As the band on the load moves past, it turns the wheel and the movement is registered by the encoder. The reduction ratio of the gearbox enables it to deliver a high number of rotations for every turn of the gear wheel. This delivers a final resolution RF given by:

Angle Encoder Load Tracking Resolution Formula

where RB is the number of counts on the band and N is the reduction ratio of the gearbox on the multi-turn encoder. The contact may consist of a toothed gear wheel engaging with a toothed band on the load. Alternatively, it could be a friction contact from an encoder measuring wheel or even a belt.

Error sources include mechanical couplings, backlash from the gearbox, shaft runout and de-centering, belt slippage in the case of friction contacts, and others. The high reduction ratio of the gearbox minimizes the effect of mechanical error. The exception to this is friction in the gearing and seals of the gearbox. In this case, the impact of friction is multiplied by the number of turns.

Incremental vs Absolute Angular Encoders

Incremental angle encoders can only register displacement from some arbitrarily defined home position that is established at startup. This home position, usually referred to as an index, creates only one pulse throughout one complete rotation of the code disc. This enables the device processing the encoder signal to track the number of full turns of the encoder disc from the home position. However, the index pulse is not unique so the number of full rotations counted is often lost if the device is powered down and it must be rehomed on startup.

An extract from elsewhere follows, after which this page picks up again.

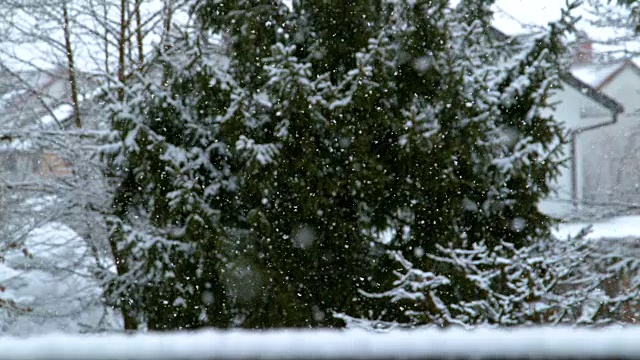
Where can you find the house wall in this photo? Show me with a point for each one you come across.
(576, 111)
(625, 88)
(611, 155)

An absolute angle encoder outputs a unique digital word for each position of the code disc. Multi-turn absolute angle encoders also track the total number of full revolutions with a digital word. Thus, there is no need for homing and the information is not lost when the device is powered down. The moment an absolute angle encoder is turned on, it can report exactly where it is by reading the digital word of that particular angle.

Achieving Higher Resolution with Quadrature Angle Encoders

Interpolating the signal of a quadrature angle encoder can also deliver a significant performance boost, depending on the implementation. If the processor of the receiving device treats the leading edge and trailing edge of both the A pulse and the B pulse as individual pulses, it quadruples the effective resolution of the angle encoder. For example, this interpolation technique could enable an industry standard 1024 PPR quadrature encoder to resolve angles of just 0.088 degrees.

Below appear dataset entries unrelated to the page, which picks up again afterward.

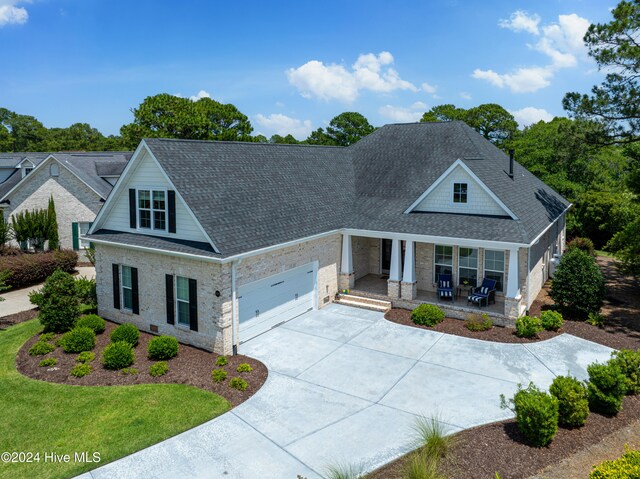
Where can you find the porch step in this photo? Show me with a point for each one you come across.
(364, 303)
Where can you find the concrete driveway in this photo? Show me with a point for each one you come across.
(345, 388)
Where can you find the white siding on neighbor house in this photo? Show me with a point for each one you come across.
(147, 174)
(479, 202)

However, it should be noted that any errors will be multiplied by along with the resolution. These can degrade performance, which means that an attempt to increase system accuracy by creating higher resolutions through interpolation might have the unintended result of amplifying an error and degrading system performance. This is an example of how higher resolution does not improve accuracy. Learn more about encoder accuracy vs encoder resolution here.

Quadrature angle encoders also allow the direction of that rotation to be monitored. In a quadrature encoder, the disc has two separate sets of markings (channels) that are offset so that the signal for the B channel is 90 degrees out of phase (in quadrature) with that of the A channel. This enables the receiving device to determine the direction of rotation.

Customer Question: How can I measure angle to 0.1 degree?


Answer: Assuming you are measuring the rotating shaft directly, start by determining the required resolution. If you want to measure to 0.1 degree, first, determine whether that number applies to resolution or accuracy. If resolution, you need an encoder with 10 pulses per degree. Multiplying that by 360 degrees, you get a required resolution of 3600 PPR.

Thus, a 3600PPR angle encoder can be used. Alternatively, decoding the rising and falling edges of both A and B channels of a quadrature encoder, you can quadruple the resolution of a 900PPR angle encoder to achieve the same effective resolution, although any error will also be amplified.

Unfortunately, this is only the theoretical accuracy. Evaluate any possible errors in the system, including alignment, mechanical linkages, play in the system, etc. If the system cannot physically position to 0.1 degree, you may need to lower your resolution specification.